Love Aajkal has the effervescence and the adrenalin rush of impetous love of Shahid and Kareena has been replaced by a more serious, realistic and modern love story. Love Aajkal literally holds up a mirror to the commitment phobia of the young, professionals, film stars who keep changing their status from 'committed' to 'single' on social networking sites.
Love Aajkal instead of relying heavily on a three-hour long script, chooses to concentrate on crisp, concise and today's urban lingo dialogues. All of Jai's (Saif Ali Khan) babblings about love sans marriage and Meera's (Deepika Padukone) discourses on careers and cumbersome commitment are straight out of real life ramblings in coffee shops, discotheques, pubs. The characterisations literally set the screen on fire, with their highly individualistic streak coupled with their sad vulnerability.
Jai (Saif Ali Khan) dreams of building bridges like the Golden Gate and cannot see romance coming in the way of his career, Meera (Deepika Padukone) too feels long-distance relationships are a drag when she decides to move from London to repaint frescoes in Delhi. Refreshingly, Love Aajkal actually begins with a break and then goes through umpteen twists and turns, before the new age Jai realises that he ain't very different from the old fashioned Veer Prathap (Rishi Kapoor) who lived the Heer--Ranjha story in the less cluttered 1960s. Both Jai and Meera try to live out their lives independently, simply as 'good friends', pursuing their careers and different love interests. Ironically, they keep bumping into each other at odd junctures of their life, babbling incoherently (and funnily) to avoid the senty soulmate signals. Saif Ali Khan is absolutely delightful with his gibberish take on I'm okay, you are okay, we're okay, while the scene's actually yelling out something else.

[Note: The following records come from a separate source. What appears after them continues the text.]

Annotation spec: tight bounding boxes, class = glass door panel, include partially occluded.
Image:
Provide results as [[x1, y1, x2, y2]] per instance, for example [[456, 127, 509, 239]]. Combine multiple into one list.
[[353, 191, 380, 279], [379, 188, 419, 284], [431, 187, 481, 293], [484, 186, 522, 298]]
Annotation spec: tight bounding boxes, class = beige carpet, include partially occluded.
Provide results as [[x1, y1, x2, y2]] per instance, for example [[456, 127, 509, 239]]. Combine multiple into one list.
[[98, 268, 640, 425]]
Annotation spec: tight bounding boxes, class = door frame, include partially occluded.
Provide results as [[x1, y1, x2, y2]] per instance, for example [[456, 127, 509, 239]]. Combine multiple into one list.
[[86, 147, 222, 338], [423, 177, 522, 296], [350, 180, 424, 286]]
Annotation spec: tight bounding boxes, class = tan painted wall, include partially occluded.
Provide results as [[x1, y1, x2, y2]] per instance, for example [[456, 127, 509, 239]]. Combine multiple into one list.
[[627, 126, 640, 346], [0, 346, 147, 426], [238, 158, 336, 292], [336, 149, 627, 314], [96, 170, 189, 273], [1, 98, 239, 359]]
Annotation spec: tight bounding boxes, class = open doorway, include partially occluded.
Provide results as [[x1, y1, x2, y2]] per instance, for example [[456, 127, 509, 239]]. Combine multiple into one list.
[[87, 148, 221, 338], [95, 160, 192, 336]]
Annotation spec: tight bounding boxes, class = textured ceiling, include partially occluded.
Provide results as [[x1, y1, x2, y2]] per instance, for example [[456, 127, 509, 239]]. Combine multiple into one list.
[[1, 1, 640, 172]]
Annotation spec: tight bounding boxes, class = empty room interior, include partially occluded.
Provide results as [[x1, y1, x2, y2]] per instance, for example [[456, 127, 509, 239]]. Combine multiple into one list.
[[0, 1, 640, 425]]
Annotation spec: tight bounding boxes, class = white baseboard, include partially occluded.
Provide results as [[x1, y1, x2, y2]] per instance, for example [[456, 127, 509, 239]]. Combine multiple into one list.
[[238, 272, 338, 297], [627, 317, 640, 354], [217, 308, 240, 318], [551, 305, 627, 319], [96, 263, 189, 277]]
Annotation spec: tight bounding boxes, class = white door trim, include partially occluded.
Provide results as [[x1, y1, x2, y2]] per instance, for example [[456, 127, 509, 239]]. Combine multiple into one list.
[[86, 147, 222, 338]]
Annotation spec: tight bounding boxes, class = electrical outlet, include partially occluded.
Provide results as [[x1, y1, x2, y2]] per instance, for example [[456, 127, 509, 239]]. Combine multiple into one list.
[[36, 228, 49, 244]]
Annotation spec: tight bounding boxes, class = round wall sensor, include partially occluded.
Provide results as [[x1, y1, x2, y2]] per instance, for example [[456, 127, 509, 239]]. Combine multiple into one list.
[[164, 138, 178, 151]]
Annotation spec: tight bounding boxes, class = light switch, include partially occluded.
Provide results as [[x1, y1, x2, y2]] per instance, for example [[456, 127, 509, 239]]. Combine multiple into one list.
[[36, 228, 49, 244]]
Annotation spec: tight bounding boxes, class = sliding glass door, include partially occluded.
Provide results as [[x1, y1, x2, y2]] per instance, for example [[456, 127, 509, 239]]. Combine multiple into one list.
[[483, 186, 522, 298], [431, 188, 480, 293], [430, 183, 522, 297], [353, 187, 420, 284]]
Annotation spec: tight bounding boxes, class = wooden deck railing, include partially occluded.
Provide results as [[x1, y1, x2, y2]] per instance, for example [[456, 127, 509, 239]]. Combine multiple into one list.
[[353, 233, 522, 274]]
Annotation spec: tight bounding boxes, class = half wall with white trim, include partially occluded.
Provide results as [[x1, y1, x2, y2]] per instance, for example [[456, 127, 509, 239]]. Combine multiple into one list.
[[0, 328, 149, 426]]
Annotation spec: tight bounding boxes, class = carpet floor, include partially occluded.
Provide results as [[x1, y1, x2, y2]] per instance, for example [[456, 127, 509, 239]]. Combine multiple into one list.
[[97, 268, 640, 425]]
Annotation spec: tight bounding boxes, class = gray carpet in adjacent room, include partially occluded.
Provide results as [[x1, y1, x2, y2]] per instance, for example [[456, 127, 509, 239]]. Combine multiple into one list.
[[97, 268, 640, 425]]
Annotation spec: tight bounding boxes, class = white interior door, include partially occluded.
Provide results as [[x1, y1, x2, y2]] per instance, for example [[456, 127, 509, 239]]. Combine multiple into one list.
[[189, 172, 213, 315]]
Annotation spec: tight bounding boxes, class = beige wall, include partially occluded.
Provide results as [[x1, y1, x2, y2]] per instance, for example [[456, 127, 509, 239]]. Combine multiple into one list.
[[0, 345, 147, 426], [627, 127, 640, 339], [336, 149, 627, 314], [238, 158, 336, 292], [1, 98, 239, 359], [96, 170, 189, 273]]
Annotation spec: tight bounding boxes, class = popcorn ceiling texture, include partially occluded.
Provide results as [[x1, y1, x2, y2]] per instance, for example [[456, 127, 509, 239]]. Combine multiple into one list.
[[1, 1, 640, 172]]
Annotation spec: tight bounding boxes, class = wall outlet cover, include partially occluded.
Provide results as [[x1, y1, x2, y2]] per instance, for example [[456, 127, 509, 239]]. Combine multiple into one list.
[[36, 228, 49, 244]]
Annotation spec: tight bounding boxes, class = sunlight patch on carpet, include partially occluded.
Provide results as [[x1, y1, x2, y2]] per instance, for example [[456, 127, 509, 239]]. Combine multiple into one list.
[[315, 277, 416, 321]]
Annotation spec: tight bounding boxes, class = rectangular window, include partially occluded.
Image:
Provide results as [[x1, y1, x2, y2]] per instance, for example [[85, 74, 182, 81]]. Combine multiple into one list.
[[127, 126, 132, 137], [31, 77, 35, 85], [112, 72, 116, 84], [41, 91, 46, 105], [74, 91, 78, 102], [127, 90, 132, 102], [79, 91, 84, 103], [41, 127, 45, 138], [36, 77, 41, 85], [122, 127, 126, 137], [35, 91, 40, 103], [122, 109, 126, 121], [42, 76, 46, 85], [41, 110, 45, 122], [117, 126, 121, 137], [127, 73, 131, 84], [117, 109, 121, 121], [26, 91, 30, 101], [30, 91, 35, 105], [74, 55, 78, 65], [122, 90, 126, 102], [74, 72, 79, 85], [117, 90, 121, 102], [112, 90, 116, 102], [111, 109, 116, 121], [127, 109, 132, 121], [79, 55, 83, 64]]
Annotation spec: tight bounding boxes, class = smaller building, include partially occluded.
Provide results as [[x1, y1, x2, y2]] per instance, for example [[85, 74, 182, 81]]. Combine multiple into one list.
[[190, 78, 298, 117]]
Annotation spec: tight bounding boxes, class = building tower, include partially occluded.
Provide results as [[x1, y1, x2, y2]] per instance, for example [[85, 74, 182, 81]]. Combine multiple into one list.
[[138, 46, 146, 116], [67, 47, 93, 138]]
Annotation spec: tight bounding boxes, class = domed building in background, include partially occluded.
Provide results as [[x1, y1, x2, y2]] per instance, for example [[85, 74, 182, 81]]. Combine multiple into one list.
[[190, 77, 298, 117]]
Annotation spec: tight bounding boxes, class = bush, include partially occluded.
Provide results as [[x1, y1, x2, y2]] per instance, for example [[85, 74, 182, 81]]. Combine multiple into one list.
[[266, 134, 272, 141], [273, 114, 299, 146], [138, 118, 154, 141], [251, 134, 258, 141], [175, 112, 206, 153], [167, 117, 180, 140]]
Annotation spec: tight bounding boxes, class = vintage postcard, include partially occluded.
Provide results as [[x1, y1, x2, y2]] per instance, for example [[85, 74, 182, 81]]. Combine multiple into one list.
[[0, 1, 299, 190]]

Just like Jab We Met, this film too scores in the lush atmospherics that anchor the movie so exotically. London, San Fransisco are fine, but it's actually Delhi that once again sweeps you off your feet as it stands by as a sweet and vibrant witness to the wooing and shooing, both in the 1965 romance and the 2009 romance. Playing a major role in creating the ambience is music composer Pritam's foot-tapping music which boasts of a number of chartbusters.
I agree that the first half does ramble a bit and takes time to build up into a rivetting second half. The alluring performances by the lead pair do cover up for the langorous bits. Deepika is definitive as Meera, the modern girl who has an individuality of her own. Saif Ali Khan who renders so many shades to his character to make it seem so very real; confident, confused, career-oriented, homebody, fancy-free and foolishly in love.
How do Jai and Meera resolve their long-distance-relationships-don't-work dilemma? I'd like to believe that the bridge builder moves in with the restoration artist in Delhi. Go and watch it for it's GenNow feel and it's ekdum real yet modern feel.